Paraguay - Agriculture

Cultivation utilizes about 5.7% of Paraguay's total land area. The total area under cultivation rose from 245,636 hectares (606,976 acres) in 1940–41 to an estimated 2,285,000 hectares (5,646,000 acres) in 1998. Primary agriculture accounts for 20% of GDP and about 35% of employment. The principal areas of cultivation are in the clearings around Asunción and Encarnación. Arable land outside these regions is sparsely settled, and inhabitants there rely principally on livestock and forestry for a living.

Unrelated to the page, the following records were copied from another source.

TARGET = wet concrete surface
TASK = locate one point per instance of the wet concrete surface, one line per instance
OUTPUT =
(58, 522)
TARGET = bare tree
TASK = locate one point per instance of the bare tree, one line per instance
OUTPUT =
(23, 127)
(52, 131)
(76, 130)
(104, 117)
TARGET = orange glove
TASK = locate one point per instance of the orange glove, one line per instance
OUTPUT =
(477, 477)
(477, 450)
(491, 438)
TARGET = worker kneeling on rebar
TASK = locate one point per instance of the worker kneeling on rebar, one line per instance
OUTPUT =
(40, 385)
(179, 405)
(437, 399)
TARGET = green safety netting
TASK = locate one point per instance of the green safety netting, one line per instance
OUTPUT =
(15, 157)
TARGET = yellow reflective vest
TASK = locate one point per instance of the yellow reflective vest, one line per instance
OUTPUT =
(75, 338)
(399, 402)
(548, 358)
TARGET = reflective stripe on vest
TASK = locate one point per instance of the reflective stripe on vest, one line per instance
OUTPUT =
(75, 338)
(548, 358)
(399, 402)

The two most widely cultivated crops are manioc (cassava) and corn, which, with meat, are the staples of the Paraguayan diet. Cotton, tobacco, and sugarcane are among the leading cash and export crops. A national wheat program increased production from 7,000 tons in 1965 to 23,000 tons in 1973, 55,000 tons in 1981, and 500,000 tons in 1999, eliminating the need for wheat imports. Enough beans, lentils, sweet potatoes, peanuts, coffee, and fruits are grown for home use, and slightly more than enough rice. Crops yielding edible oils are widely grown, and yerba maté is cultivated on plantations. Production of principal crops for 1999 (in tons) included sugar cane, 2,832,000; manioc, 3,500,000; soybeans, 3,304,000; corn, 984,000; cotton, 74,000; and tobacco, 14,000. In 2001, Paraguay exported $772 million in agricultural products, 65% of total exports.